While we usually think of stencils as tools to use with paint, they are very useful any time you want to create a specific shape, regardless of your materials. In today’s lesson, we look at how to use stencils with needle felting. Whether you work by hand or machine, stencils make it easy to create beautiful shapes with your fibers.
~ Ginkgo Leaves Stencils [Cedar Canyon Textiles]
~ Wool roving
~ Hand-held needle felting tool [Colonial Needle Company or Clover] ~ Thick foam pad
~ Needle felting machine or sewing machine attachment (optional)
~ Masking tape
~ Firm piece of black felt- 9” by 12”- or other background fabric
Step 1 – Attach stencil to background fabric
Tape the stencil onto the black felt and place on the foam pad.
Step 2 – Create an outline by hand
Using a single felting needle, punch wisps of wool into the background around the edges of the openings in the stencil. (I remove one of the needles from my punching tool to do this.)
Note to felting machine owners: Do the outlining step by hand — the stencils are tougher than they look — and you’ll break needles if you get too close to the stencil.
Step 3 – Fill in the open areas with roving
Once the outlines are complete, remove the stencil and fill in the leaf with more roving, either by using the hand-held needle felting tool with several needles in it or by using the needle felting machine or attachment.
Colonial Needle Company makes a felting tool that holds up to 6 needles, and Clover has a spring-loaded tool with multiple needles.
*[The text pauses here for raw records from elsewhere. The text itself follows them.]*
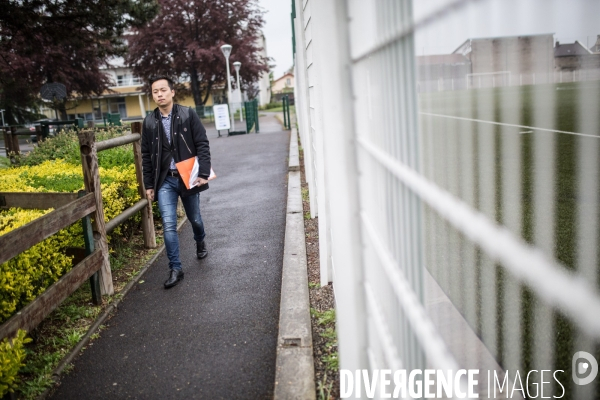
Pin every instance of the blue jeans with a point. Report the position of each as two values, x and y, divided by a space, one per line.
167 197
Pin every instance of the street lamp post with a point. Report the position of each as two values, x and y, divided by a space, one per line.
226 49
237 65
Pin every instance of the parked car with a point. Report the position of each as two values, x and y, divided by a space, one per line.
52 128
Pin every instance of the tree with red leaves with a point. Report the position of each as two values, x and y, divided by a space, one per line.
184 42
43 41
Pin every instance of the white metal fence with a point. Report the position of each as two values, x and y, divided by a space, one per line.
459 228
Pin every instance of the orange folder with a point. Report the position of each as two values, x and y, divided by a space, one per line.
188 169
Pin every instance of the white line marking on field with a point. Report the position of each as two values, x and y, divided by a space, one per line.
513 125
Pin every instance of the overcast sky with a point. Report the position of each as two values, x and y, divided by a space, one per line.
278 32
568 20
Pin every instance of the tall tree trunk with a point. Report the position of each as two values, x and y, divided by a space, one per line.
208 89
196 87
62 109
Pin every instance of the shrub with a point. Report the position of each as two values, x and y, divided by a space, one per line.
65 146
27 275
12 355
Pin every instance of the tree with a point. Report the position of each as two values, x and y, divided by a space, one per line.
44 41
184 40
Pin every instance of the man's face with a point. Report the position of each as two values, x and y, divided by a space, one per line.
161 93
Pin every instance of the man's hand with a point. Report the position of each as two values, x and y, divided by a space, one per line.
199 182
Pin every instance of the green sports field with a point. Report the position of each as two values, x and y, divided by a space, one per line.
519 155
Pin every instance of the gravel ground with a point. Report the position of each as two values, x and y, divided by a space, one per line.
322 303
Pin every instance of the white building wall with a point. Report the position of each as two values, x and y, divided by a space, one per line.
407 212
264 85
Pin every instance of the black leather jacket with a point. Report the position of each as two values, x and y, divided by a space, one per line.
189 140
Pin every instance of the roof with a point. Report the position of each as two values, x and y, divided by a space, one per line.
283 76
442 59
468 41
570 49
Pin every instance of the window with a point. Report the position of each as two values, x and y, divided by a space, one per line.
97 109
117 105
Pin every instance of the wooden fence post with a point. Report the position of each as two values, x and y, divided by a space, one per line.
15 139
91 179
147 217
88 240
7 141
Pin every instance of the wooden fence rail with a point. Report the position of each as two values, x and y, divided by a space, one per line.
89 159
95 266
26 236
21 239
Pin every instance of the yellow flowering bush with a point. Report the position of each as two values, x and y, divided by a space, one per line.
12 355
27 275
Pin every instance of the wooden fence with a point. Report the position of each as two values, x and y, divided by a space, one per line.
70 207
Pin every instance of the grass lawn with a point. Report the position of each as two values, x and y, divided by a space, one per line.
474 160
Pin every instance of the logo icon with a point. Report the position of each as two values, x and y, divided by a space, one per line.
585 368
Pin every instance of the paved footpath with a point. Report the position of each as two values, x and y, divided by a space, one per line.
214 335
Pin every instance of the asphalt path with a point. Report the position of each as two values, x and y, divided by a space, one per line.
214 335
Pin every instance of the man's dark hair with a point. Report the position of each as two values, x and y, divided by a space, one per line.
159 77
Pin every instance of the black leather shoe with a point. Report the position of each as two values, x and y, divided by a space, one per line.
174 278
201 251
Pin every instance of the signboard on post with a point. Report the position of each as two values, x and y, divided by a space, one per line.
222 117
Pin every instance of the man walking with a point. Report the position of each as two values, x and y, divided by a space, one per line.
170 134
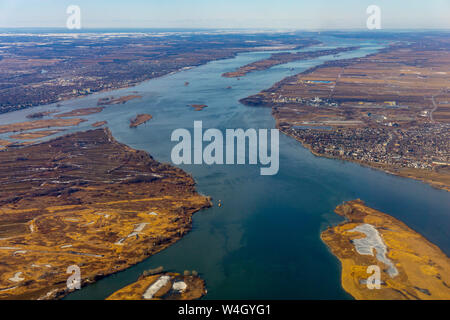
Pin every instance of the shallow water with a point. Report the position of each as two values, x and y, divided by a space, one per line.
264 242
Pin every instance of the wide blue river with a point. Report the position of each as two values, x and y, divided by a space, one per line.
264 242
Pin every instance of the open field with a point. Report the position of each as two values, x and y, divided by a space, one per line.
119 100
86 200
34 135
39 124
80 112
387 110
49 68
412 267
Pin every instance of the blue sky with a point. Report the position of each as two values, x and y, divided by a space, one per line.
297 14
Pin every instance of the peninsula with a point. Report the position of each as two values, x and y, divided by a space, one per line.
140 119
411 267
389 110
86 200
282 58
For those who wish to work with machine felting, Bernina makes a needle felting attachment that fits a number of their machines. There are also a number of dedicated felting machines on the market, such as the Baby Lock Embellisher and the the HuskyStar from Viking Husqvarna.
Step 4 – Punch from the back
After the leaf is filled in, turn the felt over and punch from the back to bring some of the black background through to the front. This also helps to lock the fibers into the background.